11 Voltei-me, e vi abaixo do sol, que a corrida não é dos velozes, nem dos guerreiros a batalha, nem dos sábios o pão, nem dos prudentes as riquezas, nem dos conhecedores o favor; mas que o tempo e a ocasião imprevista acontece a todos estes.

Este verso qualifica o sentimento, Ec 9: 7-9. Os “prazeres” terrestres, embora legítimos em seu lugar (Ec 3: 1), devem ceder quando qualquer trabalho a ser feito por Deus o exigir. Voltando ao sentimento (Ec 8:17), devemos, portanto, não apenas trabalhar a obra de Deus “com poder” (Ec 9:10), mas também com o sentimento de que o evento é totalmente “no amor de Deus”. mão ”(Ec 9: 1).

a corrida não é dos velozes – (2Sm 18:23); espiritualmente (Sf 3:19; Rm 9:16).

nem dos guerreiros a batalha – (1Sm 17:47; 2Cr 14: 9, 2Cr 14:11, 2Cr 14:15; Salmo 33:16).

pão – subsistência.

favor – dos grandes.

ocasião – aparentemente, realmente Providência. Mas como o homem não pode “descobrir” (Ec 3:11), ele precisa “com todo o poder” para usar as oportunidades. Deveres são nossos; eventos, de Deus.

12 Porque também o homem não sabe seu tempo, assim como os peixes que são capturados pela maligna rede; e como os passarinhos que são presos na armadilha; assim também os filhos dos homens são pegos pelo tempo mau, quando cai de repente sobre eles.

seu tempo – a saber, da morte (Ec 7:15; Is 13:22). Daí o perigo de demora em fazer a obra de Deus, como não se sabe quando a sua oportunidade terminará (Ec 9:10).

maligna rede – fatal para eles. A inesperada rapidez da captura é o ponto de comparação. Então a segunda vinda de Jesus Cristo, “como uma armadilha” (Lc 21:35).

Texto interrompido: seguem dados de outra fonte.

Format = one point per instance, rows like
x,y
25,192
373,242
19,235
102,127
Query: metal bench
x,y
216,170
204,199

pelo tempo mau – como uma “rede do mal”, fatal para eles.

13 Também vi esta sabedoria abaixo do sol, que considerei grande:

Em vez disso, “também tenho visto a sabedoria desse tipo”, isto é, exibida da maneira descrita no que se segue (Maurer)

14 Havia uma pequena cidade, em que havia poucas pessoas; e veio contra ela um grande rei, e a cercou, e levantou contra ela grandes barreiras.

(2Sm 20: 16-22).

baluartes – obras militares de sitiantes.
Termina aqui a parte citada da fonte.